Como uma congregação em Baltimore começou a cuidar de uma floresta urbana, enquanto outra em Grand Rapids começou a contar libélulas, libelinhas e mexilhões brancos.

Christianity Today July 15, 2022
Courtesy of The Refuge

Chamado é uma coisa engraçada.

Quando Michael Martin aceitou a função de pastor, na Stillmeadow Community Fellowship, ele esperava pregar, orar, aconselhar, casar, enterrar, batizar e pastorear o rebanho na Evangelical Free Church, em Baltimore.

Ele não planejava se tornar guardião de uma floresta urbana.

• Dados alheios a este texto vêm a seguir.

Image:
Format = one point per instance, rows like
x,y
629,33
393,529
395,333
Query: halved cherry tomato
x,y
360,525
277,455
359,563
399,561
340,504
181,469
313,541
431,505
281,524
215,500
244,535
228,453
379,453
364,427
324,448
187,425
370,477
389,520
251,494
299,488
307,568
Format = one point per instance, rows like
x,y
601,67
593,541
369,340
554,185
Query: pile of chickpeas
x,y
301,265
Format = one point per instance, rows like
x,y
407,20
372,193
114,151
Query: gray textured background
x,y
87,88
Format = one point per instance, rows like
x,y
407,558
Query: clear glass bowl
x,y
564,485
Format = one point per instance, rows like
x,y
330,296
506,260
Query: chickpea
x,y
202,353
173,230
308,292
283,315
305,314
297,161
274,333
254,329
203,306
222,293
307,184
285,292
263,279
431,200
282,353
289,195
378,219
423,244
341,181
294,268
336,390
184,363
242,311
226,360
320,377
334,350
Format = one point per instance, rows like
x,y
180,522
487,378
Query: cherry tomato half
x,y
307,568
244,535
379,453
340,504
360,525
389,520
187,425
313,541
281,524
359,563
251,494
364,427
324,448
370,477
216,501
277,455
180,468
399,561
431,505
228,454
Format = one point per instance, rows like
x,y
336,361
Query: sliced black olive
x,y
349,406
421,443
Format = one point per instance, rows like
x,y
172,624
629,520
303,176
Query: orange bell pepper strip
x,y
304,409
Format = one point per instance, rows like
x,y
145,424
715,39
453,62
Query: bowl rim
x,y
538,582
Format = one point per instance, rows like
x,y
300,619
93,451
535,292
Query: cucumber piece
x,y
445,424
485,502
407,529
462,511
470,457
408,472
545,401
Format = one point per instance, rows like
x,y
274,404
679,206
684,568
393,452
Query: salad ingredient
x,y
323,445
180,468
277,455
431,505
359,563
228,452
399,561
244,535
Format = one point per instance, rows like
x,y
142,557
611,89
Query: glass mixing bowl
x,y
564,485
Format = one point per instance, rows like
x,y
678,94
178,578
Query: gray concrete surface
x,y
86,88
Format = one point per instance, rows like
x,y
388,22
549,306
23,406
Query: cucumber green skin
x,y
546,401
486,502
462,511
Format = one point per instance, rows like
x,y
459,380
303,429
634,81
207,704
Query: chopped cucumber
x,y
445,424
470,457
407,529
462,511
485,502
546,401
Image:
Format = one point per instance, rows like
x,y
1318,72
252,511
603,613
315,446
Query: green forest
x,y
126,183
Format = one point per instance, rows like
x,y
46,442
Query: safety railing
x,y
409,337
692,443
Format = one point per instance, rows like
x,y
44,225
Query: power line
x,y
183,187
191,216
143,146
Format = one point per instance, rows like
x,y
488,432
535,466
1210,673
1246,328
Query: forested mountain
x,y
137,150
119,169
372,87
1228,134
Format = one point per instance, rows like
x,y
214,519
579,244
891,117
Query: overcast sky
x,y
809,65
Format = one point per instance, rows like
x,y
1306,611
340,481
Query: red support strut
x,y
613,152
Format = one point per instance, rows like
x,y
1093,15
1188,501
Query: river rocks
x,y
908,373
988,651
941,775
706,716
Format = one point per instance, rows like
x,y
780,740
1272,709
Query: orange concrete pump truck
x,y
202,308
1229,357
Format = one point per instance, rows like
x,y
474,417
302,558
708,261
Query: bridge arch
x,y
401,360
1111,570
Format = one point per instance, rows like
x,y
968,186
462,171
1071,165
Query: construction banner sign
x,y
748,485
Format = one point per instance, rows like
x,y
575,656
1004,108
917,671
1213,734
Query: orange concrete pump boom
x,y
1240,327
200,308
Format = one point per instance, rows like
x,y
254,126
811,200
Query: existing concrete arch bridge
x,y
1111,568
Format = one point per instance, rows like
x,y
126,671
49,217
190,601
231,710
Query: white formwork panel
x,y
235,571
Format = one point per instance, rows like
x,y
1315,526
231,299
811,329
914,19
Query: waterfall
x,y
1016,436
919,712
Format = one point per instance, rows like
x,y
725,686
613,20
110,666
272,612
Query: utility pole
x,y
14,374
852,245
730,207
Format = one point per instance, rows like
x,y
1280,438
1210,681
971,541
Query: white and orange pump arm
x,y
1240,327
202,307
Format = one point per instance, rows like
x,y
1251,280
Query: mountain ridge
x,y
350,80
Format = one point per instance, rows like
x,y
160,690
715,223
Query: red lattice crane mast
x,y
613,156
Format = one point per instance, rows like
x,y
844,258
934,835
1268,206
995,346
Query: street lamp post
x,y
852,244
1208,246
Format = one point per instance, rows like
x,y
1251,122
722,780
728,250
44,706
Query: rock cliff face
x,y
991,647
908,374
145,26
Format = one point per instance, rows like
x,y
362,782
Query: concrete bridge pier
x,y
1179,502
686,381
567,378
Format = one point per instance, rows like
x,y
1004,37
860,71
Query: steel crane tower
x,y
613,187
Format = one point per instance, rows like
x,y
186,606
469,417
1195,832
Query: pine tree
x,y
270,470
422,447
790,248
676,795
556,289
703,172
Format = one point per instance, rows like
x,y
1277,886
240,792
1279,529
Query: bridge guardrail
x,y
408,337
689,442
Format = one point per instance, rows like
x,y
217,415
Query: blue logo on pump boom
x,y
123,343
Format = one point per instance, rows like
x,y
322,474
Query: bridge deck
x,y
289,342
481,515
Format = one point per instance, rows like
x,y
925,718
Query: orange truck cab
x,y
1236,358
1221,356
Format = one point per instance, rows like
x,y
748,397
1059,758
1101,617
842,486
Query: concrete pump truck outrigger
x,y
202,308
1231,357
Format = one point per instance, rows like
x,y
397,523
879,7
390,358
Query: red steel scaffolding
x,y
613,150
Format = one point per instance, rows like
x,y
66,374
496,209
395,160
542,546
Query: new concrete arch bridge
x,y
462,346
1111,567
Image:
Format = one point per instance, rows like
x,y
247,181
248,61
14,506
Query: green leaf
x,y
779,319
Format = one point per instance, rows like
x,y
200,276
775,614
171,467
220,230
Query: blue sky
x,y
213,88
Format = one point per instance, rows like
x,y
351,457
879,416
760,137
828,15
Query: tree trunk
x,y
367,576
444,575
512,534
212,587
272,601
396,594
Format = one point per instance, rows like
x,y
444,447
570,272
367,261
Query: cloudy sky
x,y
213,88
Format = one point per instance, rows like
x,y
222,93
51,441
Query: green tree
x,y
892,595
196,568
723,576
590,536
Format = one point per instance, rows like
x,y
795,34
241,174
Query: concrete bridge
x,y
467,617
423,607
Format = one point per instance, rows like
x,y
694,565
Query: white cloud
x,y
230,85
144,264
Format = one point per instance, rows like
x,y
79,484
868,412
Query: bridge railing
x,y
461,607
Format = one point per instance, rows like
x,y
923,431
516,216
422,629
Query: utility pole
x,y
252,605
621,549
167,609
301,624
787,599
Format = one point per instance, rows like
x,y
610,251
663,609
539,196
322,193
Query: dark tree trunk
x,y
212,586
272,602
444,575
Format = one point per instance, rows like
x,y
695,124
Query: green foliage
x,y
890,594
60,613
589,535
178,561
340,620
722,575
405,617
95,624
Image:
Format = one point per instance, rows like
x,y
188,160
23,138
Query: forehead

“Demorou um pouco” disse ele, rindo da evolução de seu ministério.

Gary Koning sabe como isso acontece. O que começou como um esforço típico de limpeza de córregos alterou completamente sua congregação, a Trinity Christian Reformed Church, em Grand Rapids, Michigan.

“De uma coisa cresceu para outra e, depois, outra”, disse Koning, agora especialista em macroinvertebrados de bacias hidrográficas.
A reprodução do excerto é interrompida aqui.